Turning to the bandbox in which the gown had been packed, he pulled out two triangular pieces of fine linen, piped with the same white-and-gold ribbon as the sleeves. When sewn into the dress, they would transform the extremely revealing square neckline into a modest V, and hide the birthmark on the slope of her left breast.

He stood and reached for her neckline, but that was going too far. She held out her hand imperiously. “I’ll do it.”

He looked at her in exasperation. “You don’t know how to do it, and anyway you can’t see it. Are you this missish with your modiste?”

“My modiste is—” not you. “A woman.”

His mouth set in a hard line. “Serena, have I been in any way unprofessional?”

“I’m afraid I don’t see—” she began in her most calmly patronizing tone.

“Have I?”

“No, Solomon, you’ve been quite the gentleman, but—”

“Then quit acting as if the only thought in my thimble-sized brain is to get my hands on you. I’m not Lord Smollett!”

Thank God. He was completely unaware of her actual motive. (Also thank God he wasn’t Lord Smollett.) She didn’t know what to say; she was half-afraid that if she said anything further, he would point out that he’d been a lot closer to her and seen a lot more, six years ago. If she weren’t a ruined woman, she thought, he wouldn’t have dared to suggest fitting the dress himself at all.

But that was only half the story, wasn’t it? He’d suggested it—and she had agreed. She’d wanted his hands on her and now she had them, and she had better pretend it wasn’t affecting her in the slightest. “Go ahead,” she muttered.

“Thank you.”

She set her jaw and hoped he couldn’t feel the absurdly fast beating of her heart as she imagined his hands moving lower, cupping her breasts and roaming over her belly, her hips, her—

“There,” he said.
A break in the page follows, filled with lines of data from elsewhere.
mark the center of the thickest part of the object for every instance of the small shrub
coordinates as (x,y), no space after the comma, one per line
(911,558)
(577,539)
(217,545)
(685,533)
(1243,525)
He stepped back and nodded with satisfaction. “You look like Lucretia Borgia.”

Serena would have sighed with relief if her breathing hadn’t already been nearly out of her control. “Lucretia Borgia was blond.” But she didn’t dare essay a superior smile.

Besides, she saw what he meant. The gown made her look mysterious and alluring, and at the same time commanding and even a little dangerous—all the things she had striven to be. All the things she had made herself. It was perfect.

And Solomon had designed it for her. He had given her a spangled domino to match her mask—when no one else had ever suspected she was wearing one. It frightened her, made her feel naked and cold. She drew herself up. “Charming, nevertheless. Your talents are wasted on waistcoats.” But light irony had deserted her. Her words sounded sarcastic and ill-humored.

He sighed. “You don’t like it.”

Her twinge of guilt irritated her. “Don’t be a fool,” she said awkwardly. “You don’t need me to tell you you’re talented.”

He relaxed, grinning sheepishly at her. “It looks as if I do. Sorry.”

She made a dismissive gesture as he reached for the hem of her sleeve. Their fingers brushed; electricity tore through her. Solomon’s hazel eyes sharpened over the ridiculous spectacles, and the air between them shimmered and changed—

The door to her office swung open so hard it thunked against the wall.